First idea, as the assumption that B being a brownian motion with mean(0) and variance(t or s)

$$(B_t-B_s)^4=-4 B_s^3 B_t+6 B_s^2 B_t^2-4 B_s B_t^3+B_s^4+B_t^4.$$

Now substituting the useful equations using I don't get the right answer, hence either my calculations are wrong or my assumptions,(understanding) is wrong.

Attempt 2:

Useful equations 2

$$E^x\left[(B_t-x)^2\right]=nt,\\ E^x\left[((B_t-x)(B_s-x))^2\right]=n·\min(s,t),\\ E^x\left[(B_t-B_s)^2\right]=n(t-s).$$

Mini question when stating min(s,t) I understand that it takes the min of (s,t) but if t and s represent time and t>s does that if both start at t=s=0 that $B_t$ being a vector has more elements in it then $B_s$?

$$\left((B_t-x)-(B_s-x)\right)^4.$$

Now expanding this out and using Useful equations 2 I still not get the right answer, hence I am doing something wrong with the calculations or my attempt in itself is flaud.

Would someone please take me through the steps?

Answer 1

It is an exercise of a book "Stochastic Differential Equations" by Øksendal, isn't it? I have also considered about it a couple of days. You seem to confuse 1-dimensional solution and n-dimensional solution.

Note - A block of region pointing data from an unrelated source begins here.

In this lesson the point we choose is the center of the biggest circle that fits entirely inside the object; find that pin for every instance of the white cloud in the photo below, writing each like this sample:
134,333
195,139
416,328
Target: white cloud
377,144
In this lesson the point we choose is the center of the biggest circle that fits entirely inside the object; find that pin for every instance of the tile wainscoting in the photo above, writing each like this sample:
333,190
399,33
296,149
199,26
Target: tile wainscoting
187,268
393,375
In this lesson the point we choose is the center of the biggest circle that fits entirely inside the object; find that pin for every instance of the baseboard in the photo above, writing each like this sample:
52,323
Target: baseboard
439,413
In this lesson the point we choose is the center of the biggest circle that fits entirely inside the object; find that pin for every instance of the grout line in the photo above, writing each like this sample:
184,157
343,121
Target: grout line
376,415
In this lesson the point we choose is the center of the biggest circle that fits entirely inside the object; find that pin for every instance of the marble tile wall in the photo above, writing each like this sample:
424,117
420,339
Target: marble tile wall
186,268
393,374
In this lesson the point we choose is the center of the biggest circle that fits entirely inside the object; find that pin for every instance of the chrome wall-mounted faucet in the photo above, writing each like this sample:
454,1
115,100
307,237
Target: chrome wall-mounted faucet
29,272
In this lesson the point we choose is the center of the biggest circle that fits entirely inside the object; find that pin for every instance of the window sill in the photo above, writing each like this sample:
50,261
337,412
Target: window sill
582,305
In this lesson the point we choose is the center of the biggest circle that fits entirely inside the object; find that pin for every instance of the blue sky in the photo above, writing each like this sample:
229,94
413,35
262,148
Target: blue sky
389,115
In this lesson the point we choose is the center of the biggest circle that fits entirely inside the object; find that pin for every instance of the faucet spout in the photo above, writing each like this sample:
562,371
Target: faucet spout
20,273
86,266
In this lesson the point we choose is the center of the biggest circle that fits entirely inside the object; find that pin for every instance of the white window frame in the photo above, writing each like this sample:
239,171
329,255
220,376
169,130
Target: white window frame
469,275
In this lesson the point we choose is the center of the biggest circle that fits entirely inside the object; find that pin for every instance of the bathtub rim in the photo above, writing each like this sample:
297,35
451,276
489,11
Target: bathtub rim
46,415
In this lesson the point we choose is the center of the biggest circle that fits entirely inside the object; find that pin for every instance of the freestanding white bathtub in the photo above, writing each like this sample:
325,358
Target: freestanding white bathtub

In n-dimensional case, $ |B_{t}-B_{S}| $ is $$ |B_{t}-B_{S}|=\sqrt{\left(B_{t}^{(1)}-B_{s}^{(1)}\right)^{2}+\left(B_{t}^{(2)}-B_{s}^{(2)}\right)^{2}+\ldots+\left(B_{t}^{(n)}-B_{s}^{(n)}\right)^{2}} $$

where $ B_{t}^{(i)} $ and $ B_{s}^{(i)} $ are i-th elements of $ B_{t} $ and $ B_{s} $, respectively. Accordingly, $$ |B_{t}-B_{s}|^{4}=\left\{\left(B_{t}^{(1)}-B_{s}^{(1)}\right)^{2}+\left(B_{t}^{(2)}-B_{s}^{(2)}\right)^{2}+\ldots+\left(B_{t}^{(n)}-B_{s}^{(n)}\right)^{2}\right\}^{2} $$

Since elements of i and j are independent, the expectation with an initial location, x, is $$ E^{x}\left[|B_{t}-B_{s}|^{4}\right]=\sum_{i}^{n}E^{x}\left[\left(B_{t}^{(i)}-B_{s}^{(i)}\right)^{4}\right]+\sum_{i}^{n}E^{x}\left[\left(B_{t}^{(i)}-B_{s}^{(i)}\right)^{2}\right]\sum_{j\neq i}^{n}E^{x}\left[\left(B_{t}^{(j)}-B_{s}^{(j)}\right)^{2}\right] $$ $$ =n3(t-s)^{2}+n(t-s)(n-1)(t-s) $$ $$ =n(n+2)(t-s)^{2} $$

I am not a mathematician originally, therefore, this may include mistakes. It could be also helpful that some hints for exercises of Øksendal book are provided by http://www.quantsummaries.com/oksendal.pdf.

Answer 2

First you don't write gaussian brownian motion as brownian motion is a gaussian process. (See Oksendal's "Stochastic Differential Equations", chapter 2 section 2.) (Thx for having edited your question.)

Second, you seem to use a one-dimensional brownian motion so that your $n$ would be equal to $1$, which I assume from now.

Last, by definition of $B$ you know that $B_t - B_s$ (with $t \geq s$) has the law of a centered normal distribution with variance $t-s$. Up to a change of variables, calculating the expectation of $(B_t - B_s)^4$ amounts to calculate a sum of the form $\int_{\mathbf{R}} x^4 e^{-x^2 / 2} dx$. Integrating by parts four times and knowing the (well-known) value of $\int_{\mathbf{R}} e^{-x^2 / 2} dx$ will allow you to conclude.